Breusch Pagan Test

TL;DR

A test for whether the variance of regression errors is constant (homoscedastic) or not (heteroscedastic).
If the test rejects homoscedasticity, use weighted least squares (WLS) or robust standard errors for more reliable inference.
The test compares residual behavior from the original model to a regression of squared residuals and uses a chi-squared reference.

Definition

The Breusch-Pagan test is a statistical test used to assess the presence of heteroscedasticity in a linear regression model. It is based on the null hypothesis that the error terms are homoscedastic and the alternative that they are heteroscedastic. The test statistic is the ratio of the residual sum of squares (RSS) of the original regression model to the RSS of a regression model where the squared residuals are regressed on the independent variables; this ratio is treated as distributed according to a chi-squared statistic with degrees of freedom equal to the number of independent variables in the model.

Explanation

Linear regression assumes homoscedastic errors (constant variance across values of independent variables). When errors are heteroscedastic (unequal variances), ordinary least squares (OLS) estimates remain unbiased but are no longer the best (they do not have the smallest variance), and inference (e.g., standard errors, t-tests) may be inaccurate.

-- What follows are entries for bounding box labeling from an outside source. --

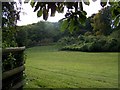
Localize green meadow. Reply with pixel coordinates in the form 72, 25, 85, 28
24, 46, 118, 88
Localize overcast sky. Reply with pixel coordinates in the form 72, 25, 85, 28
17, 0, 102, 26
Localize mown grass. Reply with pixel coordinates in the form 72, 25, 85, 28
25, 46, 118, 88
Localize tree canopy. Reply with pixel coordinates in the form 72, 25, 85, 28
30, 0, 120, 30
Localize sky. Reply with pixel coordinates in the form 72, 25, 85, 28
17, 0, 102, 26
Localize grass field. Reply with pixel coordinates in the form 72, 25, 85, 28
25, 46, 118, 88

The Breusch-Pagan test proceeds by:

Fitting the original linear regression and obtaining its residuals.
Squaring those residuals and regressing the squared residuals on the independent variables.
Computing the ratio of the RSS from the original model to the RSS from the squared-residuals model and comparing that ratio to the critical value of a chi-squared distribution with degrees of freedom equal to the number of independent variables.

If the computed value exceeds the chi-squared critical value, reject the null hypothesis of homoscedasticity and conclude heteroscedasticity is present. If not, fail to reject the null hypothesis and conclude the error terms are homoscedastic. When heteroscedasticity is detected, remedies include using weighted least squares (WLS) or robust standard errors.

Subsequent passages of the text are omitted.